@Dropbear - do you love your job so much that you would take on a project knowing that there's a high chance that you won't get paid anything for it?
Because this is exactly what that sort of attitude is saying to indie devs: "make me the best game you can, but don't expect anything in return for your efforts, and if you ask, I'll go elsewhere." This is why the fremium and in-app-add models have risen to the point where they are now abused so thoroughly.
Developers are starting to realise that highest market share does not equate to best platform to target. As I've said before, while Android has about 85% market share, once you factor in that 90% of apps installed are pirate copies (search for "Android Piracy" and apply the median value), it becomes obvious that only 8.5% of the smartphone market can be designated "return-making Android" - less than that of iOS, and only about three and a half times that of Windows Phone. Add to this a huge maintenance overhead (thanks to the massive number of combinations of device, OS version and screen resolution) and low chance of discoverability due to a flooded app store (brought about by a low joining fee and no pre-publishing security/quality checking), and it becomes very unappealing. And this is before the slap in the face of "yeah, your app is good, but I'm not paying for it, go back to your day job".

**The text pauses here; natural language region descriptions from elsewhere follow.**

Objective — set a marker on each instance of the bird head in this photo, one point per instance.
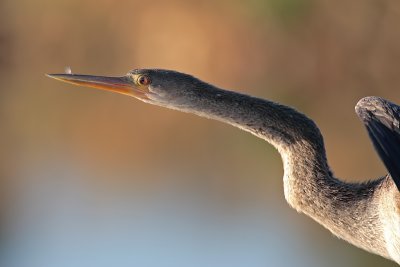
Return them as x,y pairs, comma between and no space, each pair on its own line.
155,86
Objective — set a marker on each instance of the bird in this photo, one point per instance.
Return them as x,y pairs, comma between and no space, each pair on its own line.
366,214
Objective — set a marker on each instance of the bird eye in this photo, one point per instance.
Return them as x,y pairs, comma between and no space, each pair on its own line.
143,80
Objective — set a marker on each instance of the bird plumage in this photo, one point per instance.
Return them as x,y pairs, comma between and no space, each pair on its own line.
364,214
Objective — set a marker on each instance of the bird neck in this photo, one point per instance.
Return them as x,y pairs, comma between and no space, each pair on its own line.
309,185
295,136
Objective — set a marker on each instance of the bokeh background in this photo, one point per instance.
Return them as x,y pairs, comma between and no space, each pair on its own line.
91,178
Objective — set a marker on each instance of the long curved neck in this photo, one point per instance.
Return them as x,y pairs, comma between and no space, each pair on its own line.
343,208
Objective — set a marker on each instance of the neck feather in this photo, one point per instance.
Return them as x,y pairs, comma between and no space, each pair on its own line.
309,186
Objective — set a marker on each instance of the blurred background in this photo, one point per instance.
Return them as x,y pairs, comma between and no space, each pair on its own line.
91,178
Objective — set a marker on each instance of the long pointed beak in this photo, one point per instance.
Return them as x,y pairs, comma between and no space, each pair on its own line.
122,85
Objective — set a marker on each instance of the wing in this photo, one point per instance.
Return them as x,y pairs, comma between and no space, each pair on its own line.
381,118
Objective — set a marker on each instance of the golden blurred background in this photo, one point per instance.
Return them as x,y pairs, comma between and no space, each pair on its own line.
91,178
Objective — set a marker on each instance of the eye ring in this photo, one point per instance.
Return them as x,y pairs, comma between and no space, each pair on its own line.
143,80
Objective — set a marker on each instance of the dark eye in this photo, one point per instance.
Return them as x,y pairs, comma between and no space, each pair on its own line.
143,80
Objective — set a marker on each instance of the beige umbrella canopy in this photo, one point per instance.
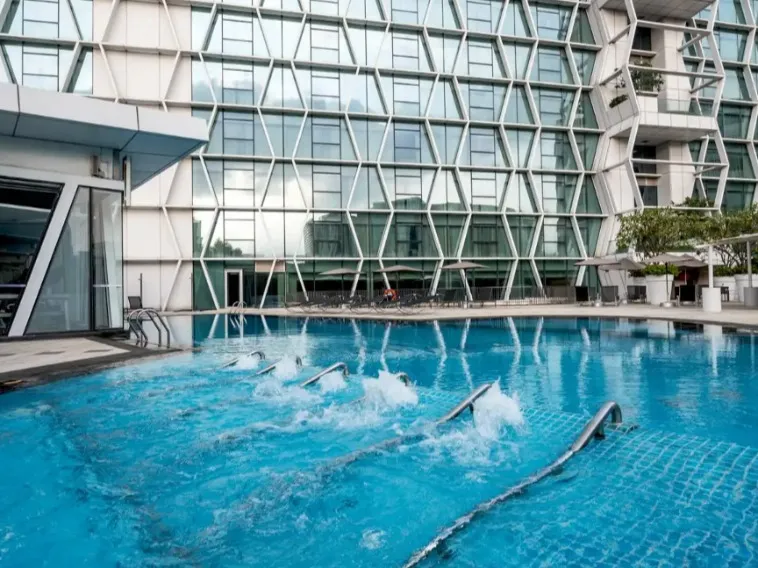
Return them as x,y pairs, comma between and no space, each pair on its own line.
397,269
465,265
340,272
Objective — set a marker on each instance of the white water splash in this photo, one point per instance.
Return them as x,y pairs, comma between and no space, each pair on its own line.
332,382
286,369
494,410
388,392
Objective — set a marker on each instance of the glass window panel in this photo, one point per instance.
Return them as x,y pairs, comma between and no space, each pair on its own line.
442,14
520,142
554,152
557,238
739,161
555,191
107,259
520,197
551,65
486,238
515,23
522,229
552,21
585,63
585,114
518,110
63,303
517,55
448,228
554,106
368,137
582,32
446,193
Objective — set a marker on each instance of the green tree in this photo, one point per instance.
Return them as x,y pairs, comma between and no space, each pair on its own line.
654,231
730,224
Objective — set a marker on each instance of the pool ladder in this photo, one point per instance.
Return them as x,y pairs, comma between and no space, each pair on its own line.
260,354
135,320
595,428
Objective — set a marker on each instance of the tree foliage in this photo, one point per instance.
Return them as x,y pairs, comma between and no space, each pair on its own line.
657,230
654,231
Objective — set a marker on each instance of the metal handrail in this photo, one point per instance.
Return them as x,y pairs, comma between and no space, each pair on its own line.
261,355
593,429
272,366
317,377
136,316
404,378
466,403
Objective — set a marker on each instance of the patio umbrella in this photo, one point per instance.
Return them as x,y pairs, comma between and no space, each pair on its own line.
397,269
666,259
465,265
340,272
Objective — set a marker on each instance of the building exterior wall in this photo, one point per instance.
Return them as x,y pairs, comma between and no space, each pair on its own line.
355,134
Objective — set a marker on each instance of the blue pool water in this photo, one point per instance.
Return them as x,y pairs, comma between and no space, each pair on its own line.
174,462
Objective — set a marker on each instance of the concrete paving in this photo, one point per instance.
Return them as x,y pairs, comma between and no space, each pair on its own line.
34,361
732,315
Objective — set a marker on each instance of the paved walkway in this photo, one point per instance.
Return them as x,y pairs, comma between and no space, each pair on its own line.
33,361
734,316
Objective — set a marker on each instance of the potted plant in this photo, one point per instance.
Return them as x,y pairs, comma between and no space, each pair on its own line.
734,256
655,231
723,277
645,82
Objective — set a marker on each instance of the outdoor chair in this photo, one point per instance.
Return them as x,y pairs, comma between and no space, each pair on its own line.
609,295
582,294
687,294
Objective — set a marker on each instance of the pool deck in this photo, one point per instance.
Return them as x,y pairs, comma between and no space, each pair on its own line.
30,362
732,315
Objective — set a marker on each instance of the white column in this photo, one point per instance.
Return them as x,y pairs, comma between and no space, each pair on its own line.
710,266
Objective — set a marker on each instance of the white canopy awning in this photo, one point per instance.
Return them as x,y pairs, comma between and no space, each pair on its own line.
153,140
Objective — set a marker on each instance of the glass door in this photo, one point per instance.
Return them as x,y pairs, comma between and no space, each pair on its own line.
107,259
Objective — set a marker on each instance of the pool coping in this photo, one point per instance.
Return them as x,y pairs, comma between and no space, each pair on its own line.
726,318
35,376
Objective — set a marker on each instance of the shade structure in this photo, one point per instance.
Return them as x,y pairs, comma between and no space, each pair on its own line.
595,261
340,272
398,268
692,262
667,258
464,265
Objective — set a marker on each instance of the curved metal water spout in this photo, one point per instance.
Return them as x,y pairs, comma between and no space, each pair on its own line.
272,366
593,429
261,356
466,403
404,378
317,377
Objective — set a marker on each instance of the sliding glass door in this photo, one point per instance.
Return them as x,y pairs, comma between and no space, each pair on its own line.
82,289
107,259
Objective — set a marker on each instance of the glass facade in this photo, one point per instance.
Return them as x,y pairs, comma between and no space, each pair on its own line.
432,142
83,287
365,133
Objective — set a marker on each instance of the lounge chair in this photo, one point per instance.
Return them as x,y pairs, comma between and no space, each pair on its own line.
609,295
582,294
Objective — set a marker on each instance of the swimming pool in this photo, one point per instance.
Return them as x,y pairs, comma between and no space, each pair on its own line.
176,462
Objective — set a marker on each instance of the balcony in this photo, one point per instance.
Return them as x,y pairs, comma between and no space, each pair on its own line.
662,105
659,9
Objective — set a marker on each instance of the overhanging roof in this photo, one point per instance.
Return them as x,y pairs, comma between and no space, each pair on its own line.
733,240
152,140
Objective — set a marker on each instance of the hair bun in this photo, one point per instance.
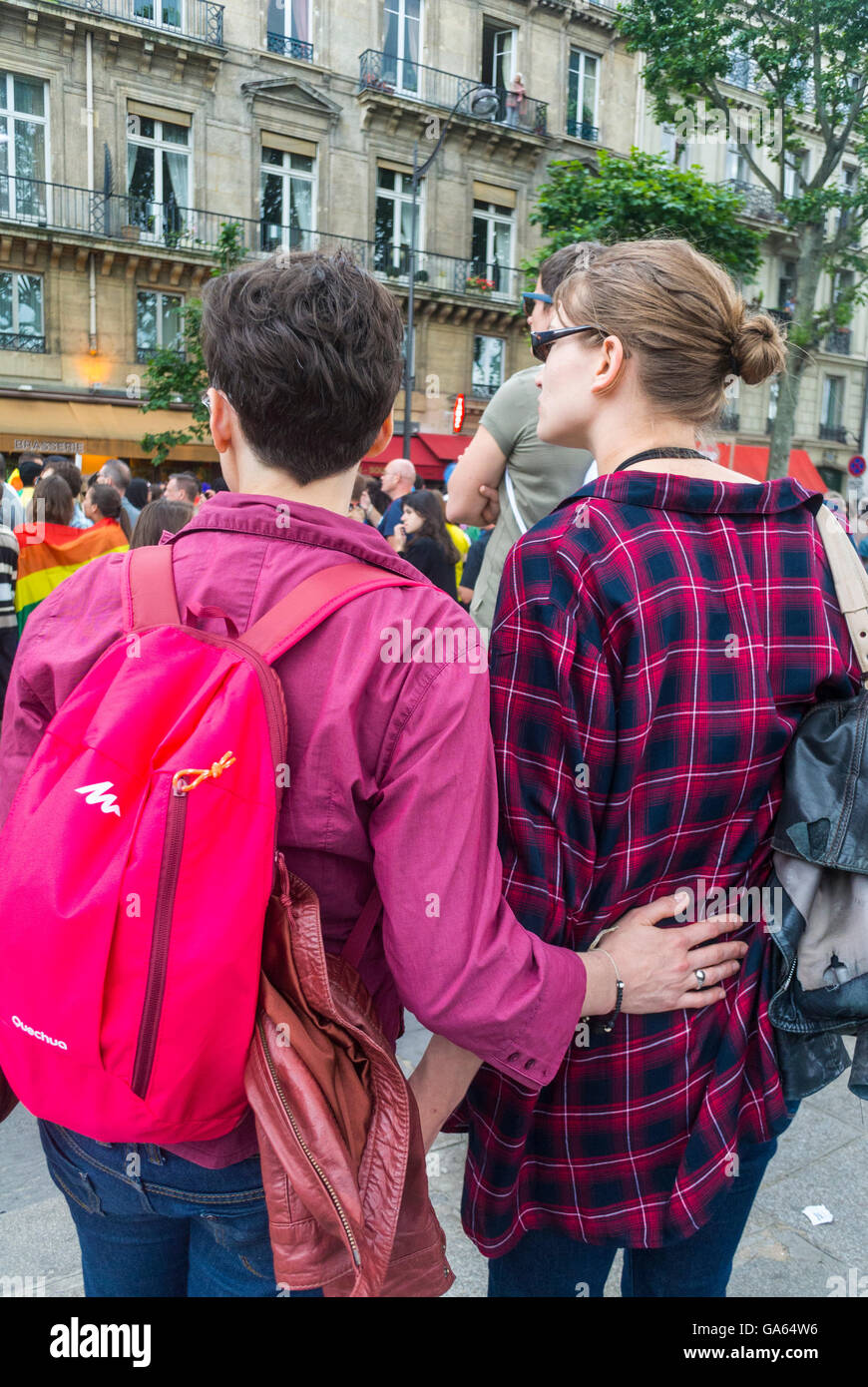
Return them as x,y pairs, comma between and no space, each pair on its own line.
758,348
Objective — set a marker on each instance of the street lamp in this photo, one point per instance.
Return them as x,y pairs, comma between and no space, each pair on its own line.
483,103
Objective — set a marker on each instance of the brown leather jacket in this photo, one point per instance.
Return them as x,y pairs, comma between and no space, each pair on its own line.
342,1158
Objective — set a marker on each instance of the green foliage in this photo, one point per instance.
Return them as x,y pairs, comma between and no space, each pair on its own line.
640,198
179,374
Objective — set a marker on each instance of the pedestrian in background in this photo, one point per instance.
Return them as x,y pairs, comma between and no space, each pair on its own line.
423,540
508,454
160,516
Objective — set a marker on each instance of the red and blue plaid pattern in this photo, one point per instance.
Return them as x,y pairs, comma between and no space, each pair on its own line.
653,651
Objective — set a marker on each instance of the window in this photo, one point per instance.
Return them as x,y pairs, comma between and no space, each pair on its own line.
832,402
488,354
164,14
401,45
674,149
583,95
21,312
159,177
792,163
393,223
786,287
288,28
287,196
738,168
493,248
498,57
24,135
159,322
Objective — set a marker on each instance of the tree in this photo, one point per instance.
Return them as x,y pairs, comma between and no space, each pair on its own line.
641,196
804,68
178,373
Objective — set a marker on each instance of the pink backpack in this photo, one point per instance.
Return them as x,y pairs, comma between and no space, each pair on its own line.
138,861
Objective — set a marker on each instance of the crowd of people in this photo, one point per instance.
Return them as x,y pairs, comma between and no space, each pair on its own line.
615,753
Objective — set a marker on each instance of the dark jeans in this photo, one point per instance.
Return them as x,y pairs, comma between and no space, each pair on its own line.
152,1223
550,1263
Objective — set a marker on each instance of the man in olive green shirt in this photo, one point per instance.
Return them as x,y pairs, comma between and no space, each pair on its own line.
530,476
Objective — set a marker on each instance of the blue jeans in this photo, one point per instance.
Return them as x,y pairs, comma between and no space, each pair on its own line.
152,1223
550,1263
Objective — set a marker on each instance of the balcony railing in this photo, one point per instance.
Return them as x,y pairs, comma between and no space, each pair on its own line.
839,341
199,20
758,202
582,131
835,433
21,341
31,203
290,47
402,78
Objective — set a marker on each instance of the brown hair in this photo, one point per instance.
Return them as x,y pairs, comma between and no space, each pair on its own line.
156,518
682,316
563,262
59,501
309,352
107,500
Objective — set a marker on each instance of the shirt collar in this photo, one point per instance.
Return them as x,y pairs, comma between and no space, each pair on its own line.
270,518
676,493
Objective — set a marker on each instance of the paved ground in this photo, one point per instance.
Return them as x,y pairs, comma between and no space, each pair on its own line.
821,1159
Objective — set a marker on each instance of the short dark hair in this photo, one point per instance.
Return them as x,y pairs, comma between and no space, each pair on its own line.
561,265
66,468
57,500
29,469
159,516
188,484
309,352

Yes, I know this is going to attract a load of downvotes - but then the truth hurts. I'm also not advocating Apple's app store process as perfect - in fact by my reckoning, it goes way too far the other way, and I'm waiting for them to require a retinal scan before allowing you to publish.
But I thought that the whole point of Android being "open" was to make it easy and attractive to developers... too bad that this "ain't gonna pay for your hard work" is now starting to drive us away.